As my bad habits became bigger than bumps in the road but walls in my journey my struggle with getting out of bed everyday became like learning a language in a day: impossible.
However, this was not the end. I struggled with this illness so that I could advocate for others: I saw doctors, I worked on myself, I started conversations and I attempted to erase stigma. The system was against me the whole time, as was the constant weight of the entire world’s problems on my shoulders.
When it felt as if my family and friends misunderstood and there was a complete lack of communication I had to be my own beacon of hope; I had to have faith, not in a God, but in myself. As my mind and body recovered each time from the effects of abnormal stress, I pushed on with school and the grinding daily schedule of meetings and things that once inspired me. Each time a panic attack occurred or I couldn’t clamber out of bed I thought I had fallen again to the bottom of this colossal peak.

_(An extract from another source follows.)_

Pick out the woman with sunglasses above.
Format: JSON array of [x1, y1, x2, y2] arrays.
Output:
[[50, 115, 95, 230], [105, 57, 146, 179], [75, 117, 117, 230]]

Then I looked behind me. I observed how far I’d risen, how far I’d come on my own, and I was ready to continue my journey of counselling appointments, medication, GP’s and tears. These walls I had built around myself where each brick was an anxiety of my own were not only caging me in but keeping others out. My journey was not mine, I no longer wanted it to be just me so that I could protect the ones I loved, I wanted them to join me because I knew that would cause less pain and suffering all around.
“You wouldn’t climb a mountain on your own, so why do you have to face your mental illness in solitude,” I exclaim proudly as I step down from the podium.
A sea of stunned faces look back at me, each young person realising that they have a mountain of their own to climb, a journey that they need to go on. Their journey may never end and that is okay because mine hasn’t and it never will. However it will get easier as I develop my skills and work on myself and I have realised that part of my journey is helping people with their’s.